These have now also been moved to the new htscodecs submodule.
See that logs in that git repository for full details of codec
changes.
* CRAM 4.0 format improvements:
- New variable sized integer encoding.
- New "QO" quality orientation header field to optionally permit
compression of quality strings in their as-sequenced orientation
instead of as-aligned.
- Read names can now be deduped for read-pairs, just as we do for
RNEXT, PNEXT and TLEN.
- CF has a new flag EXPLICIT_TLEN which permits encoding of TLEN
only, but not RNEXT/PNEXT. Useful for preserving off-by-one TLEN
sizes. (Usually insignificant, but on some "wrong" data sets it's
up to 5% space saving.)
- MD, NM and RG can be stored in the TD map as placeholders.

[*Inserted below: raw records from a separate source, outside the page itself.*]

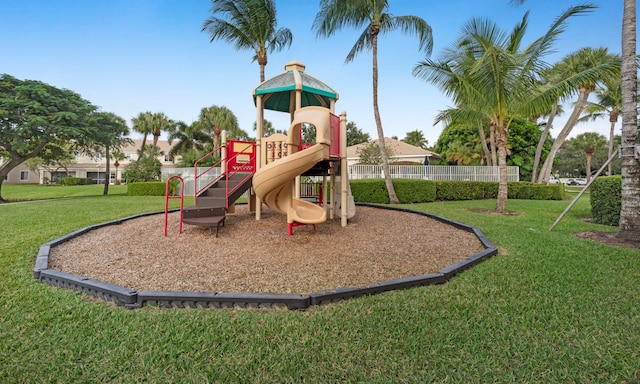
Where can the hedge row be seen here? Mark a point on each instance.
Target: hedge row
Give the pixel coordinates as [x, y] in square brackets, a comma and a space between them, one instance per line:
[606, 200]
[424, 191]
[148, 188]
[74, 181]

They're auto-computed still, but we now know if they existed and
if so where in the tag list.
- Improved 64-bit position support.
- Added data tranforms for RLE, bit-PACKing and mapping and DELTA.
These are analogous to the rANS4x16 codec, but may be used in
conjunction with other codecs. (Currently sparsely utilised by
the encoder.)
- Native upport for signed data types, instead of assuming
0xffffffff is -1 (for example). Used for AP, TS and RG.

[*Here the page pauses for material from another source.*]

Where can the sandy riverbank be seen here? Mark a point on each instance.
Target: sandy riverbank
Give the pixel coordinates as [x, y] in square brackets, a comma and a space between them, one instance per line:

* Improved build instructions: fixes github #19
* Tidied up EOF writing code to be more CRAM version agnostic.
Bug fixes:
* Fixed bashism in test harness. Also ensured the randomly generated
test data is consistent across all systems.

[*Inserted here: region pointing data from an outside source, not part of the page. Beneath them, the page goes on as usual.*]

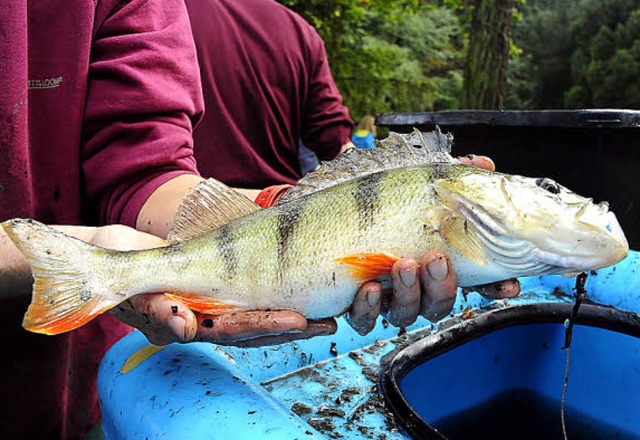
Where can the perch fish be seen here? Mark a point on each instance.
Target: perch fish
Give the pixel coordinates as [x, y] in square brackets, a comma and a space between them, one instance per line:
[344, 224]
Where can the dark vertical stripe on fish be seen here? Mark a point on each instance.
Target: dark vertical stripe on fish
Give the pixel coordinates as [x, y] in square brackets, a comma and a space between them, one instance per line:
[227, 250]
[288, 215]
[367, 198]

* Fixed NM calculation for N and P cigar ops.
* Fixed embedded references when used in multi-slice mode.
* Debian bug#912451: fail on non-intel systems that don't define
ALLOW_UAC.
* Debian bug#915450: big endian fixes for BAM CRC checking.
* Debian bug#915459: unaligned memory access crash on some systems
when doing multi-threaded CRAM decode.
* Debian bug#915460: resolves undefined behavour in hash table on
32-bit systems.
* Fixed compilation error on x32 architecture.
* Fixed LDFLAGS typo causing --with-zlib to overrule the users
definition of LDFLAGS.
* Fixed memory leaks in the test harness.
* Fixed cram_filter when used in conjunction with "scramble -n" (no
names).
* Fixed some rare thread race conditions in CRAM encoding.
* Fixed an optimisation buglet in gcc 5.0 to 5.4. Fixes github #17
* Various compiler warnings silenced (some of which were minor bug
fixes too).
* Fixed program name in help message from scram_test and
srf_extract_hash.
* Fixed type overflow problems with itf8 macros. Fixes githjub #22.
Version 1.14.11 (16th October 2018)
---------------
Updates:
* CRAM: http(s) queries now honour redirects.
The User-Agent header is also set, which is necessary in some
proxies.
Bug fixes:
* CRAM: fix to major range query bug introduced in 1.14.10.
* CRAM: more bug fixing on range queries when multi-threading (EOF
detection).
* The test harness now works correctly in bourne shell, without
using bashisms.
Version 1.14.10 (26th September 2018)
---------------
Updates:
* BAM: Libdeflate support (https://github.com/ebiggers/libdeflate).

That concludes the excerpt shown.